This precious survey shows how Pollock tried his hand at different kinds of printmaking, sporadically, presumably motivated by mentors like Thomas Hart Benton, and by the opportunity, never realized, to increase his income. My few remarks concern the etchings.

Pollock did not attempt intaglio printmaking (scratching lines into metal) until the autumn of 1944, encouraged by his longtime comrade Reuben Kadish to utilize the famous Atelier 17, displaced by the War from Paris to the New School in Greenwich Village. Having worked with many of Pollock's favorite artists in Paris, including Wassily Kandinsky, Joan Miró and Pablo Picasso, Stanley William Hayter, the impresario of Atelier 17 now welcomed fellow refugees, like André Masson, Marc Chagall and Yves Tanguy. Although Pollock's intaglio prints took inspiration from the graphic automatism of Joan Miró etchings published by Pierre Matisse Gallery in the late 1930s, his decision to try intaglio was likely instigated by the exhibition devoted to Atelier 17 at the Museum of Modern Art from June to October 1944. In 1945 Hayter moved his operation to 46 E. 8th St., across the street from the apartment shared by Pollock and Lee Krasner.

Pollock's life was too busy in late 1944 and 1945 for sustained printmaking: he had to prepare for his second solo show at Peggy Guggenheim's Art of This Century gallery, which helped build his confidence to marry Krasner in October 1945 and then in November to re-locate permanently from Manhattan to Long Island. There he began to paint on the floor the way a printmaker works on images, from above. The few fruits of Pollock's introduction to intaglio were a handful of trial proofs pulled from roughly a dozen plates. Some are utterly simple, stressing an unschooled grasp of representation in sympathy with prehistoric art, children's art, or graffiti. Images of slithering snakes appear throughout his work, as do snaking lines that refuse to take shape as anything other than themselves. But the majority of Pollock's etchings are brashly overworked, pulsing throughout with impetuously etched lines and shadows that simultaneously indicate and obliterate interacting nude figures, their disjointed, ideographic body parts similar in graphic vocabulary to the bizarre vestiges of figures in Pollock's paintings, watercolors and drawings from these same years. De Kooning's paintings from the early 1940s share the sense of grotesquely distorted figures in flux with an occasional glimpse of something familiar in the chaos, like a matchbook, or in one of Pollock's largest horizontal etchings a fork on the ground.

Pollock worked up a few of his ambitious trial proofs as gifts for friends, adding washes and accents with watercolor and gouache to the inky visual excitement of the underlying print images.
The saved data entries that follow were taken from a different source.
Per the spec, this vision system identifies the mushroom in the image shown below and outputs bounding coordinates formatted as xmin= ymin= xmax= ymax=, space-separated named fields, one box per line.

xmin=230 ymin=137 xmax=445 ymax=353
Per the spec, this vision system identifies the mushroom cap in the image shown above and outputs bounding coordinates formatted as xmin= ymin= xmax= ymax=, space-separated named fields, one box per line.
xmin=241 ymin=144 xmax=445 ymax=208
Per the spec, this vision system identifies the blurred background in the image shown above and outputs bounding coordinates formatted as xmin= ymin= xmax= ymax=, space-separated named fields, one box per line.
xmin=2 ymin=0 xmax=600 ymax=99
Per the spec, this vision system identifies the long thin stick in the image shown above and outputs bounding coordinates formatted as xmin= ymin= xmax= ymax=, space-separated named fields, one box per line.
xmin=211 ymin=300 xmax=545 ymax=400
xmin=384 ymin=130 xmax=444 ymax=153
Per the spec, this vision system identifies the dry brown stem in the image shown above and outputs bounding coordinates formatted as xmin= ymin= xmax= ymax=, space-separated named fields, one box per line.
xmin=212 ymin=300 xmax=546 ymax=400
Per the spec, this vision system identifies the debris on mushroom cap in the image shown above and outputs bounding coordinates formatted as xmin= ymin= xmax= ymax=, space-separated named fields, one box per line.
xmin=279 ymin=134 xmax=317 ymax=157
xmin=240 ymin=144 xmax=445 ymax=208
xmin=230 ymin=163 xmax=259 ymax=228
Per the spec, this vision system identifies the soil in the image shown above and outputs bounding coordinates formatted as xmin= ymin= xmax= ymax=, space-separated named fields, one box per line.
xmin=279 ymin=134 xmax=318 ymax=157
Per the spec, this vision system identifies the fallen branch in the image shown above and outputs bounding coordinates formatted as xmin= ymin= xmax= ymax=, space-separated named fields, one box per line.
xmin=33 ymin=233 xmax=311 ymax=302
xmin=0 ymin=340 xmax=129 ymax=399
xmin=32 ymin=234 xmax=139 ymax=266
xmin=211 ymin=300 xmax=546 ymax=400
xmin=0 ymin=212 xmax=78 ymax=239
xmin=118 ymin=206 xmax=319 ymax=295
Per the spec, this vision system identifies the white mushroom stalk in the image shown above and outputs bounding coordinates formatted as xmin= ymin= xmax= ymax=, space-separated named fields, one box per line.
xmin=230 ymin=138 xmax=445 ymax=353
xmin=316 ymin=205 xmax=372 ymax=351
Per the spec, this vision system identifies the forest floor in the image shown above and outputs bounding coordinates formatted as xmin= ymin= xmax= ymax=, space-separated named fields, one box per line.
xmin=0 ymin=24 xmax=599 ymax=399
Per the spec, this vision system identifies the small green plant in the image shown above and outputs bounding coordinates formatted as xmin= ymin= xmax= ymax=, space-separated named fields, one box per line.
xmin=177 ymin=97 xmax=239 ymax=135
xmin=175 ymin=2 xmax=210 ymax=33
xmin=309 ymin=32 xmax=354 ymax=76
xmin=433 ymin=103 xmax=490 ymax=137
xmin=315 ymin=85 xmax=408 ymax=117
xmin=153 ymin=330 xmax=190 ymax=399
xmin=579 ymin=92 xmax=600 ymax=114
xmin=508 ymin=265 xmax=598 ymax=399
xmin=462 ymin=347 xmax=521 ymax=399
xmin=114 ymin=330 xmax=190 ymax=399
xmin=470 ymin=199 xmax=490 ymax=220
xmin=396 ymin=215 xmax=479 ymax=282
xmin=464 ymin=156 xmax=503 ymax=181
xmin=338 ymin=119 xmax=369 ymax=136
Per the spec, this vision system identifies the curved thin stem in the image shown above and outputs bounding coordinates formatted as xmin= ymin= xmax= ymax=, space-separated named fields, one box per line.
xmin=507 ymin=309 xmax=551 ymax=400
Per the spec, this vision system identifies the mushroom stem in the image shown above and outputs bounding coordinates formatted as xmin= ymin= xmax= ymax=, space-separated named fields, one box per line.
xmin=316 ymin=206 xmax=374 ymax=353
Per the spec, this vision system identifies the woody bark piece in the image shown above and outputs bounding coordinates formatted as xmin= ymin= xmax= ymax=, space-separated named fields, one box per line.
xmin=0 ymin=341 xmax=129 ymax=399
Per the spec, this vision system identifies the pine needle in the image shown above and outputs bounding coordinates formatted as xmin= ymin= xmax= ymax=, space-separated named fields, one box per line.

But he never exhibited or published any of his intaglio prints. It was Lee Krasner in 1967 who saw to that, publishing editions printed by Emiliano Sorini from seven plates. She realized these grotesquely lyrical images made in reverse supplement Pollock's works. No matter what the medium he used for self-expression in 1944 and 1945 Pollock increasingly began to treat line and texture per se as pure graphic energy.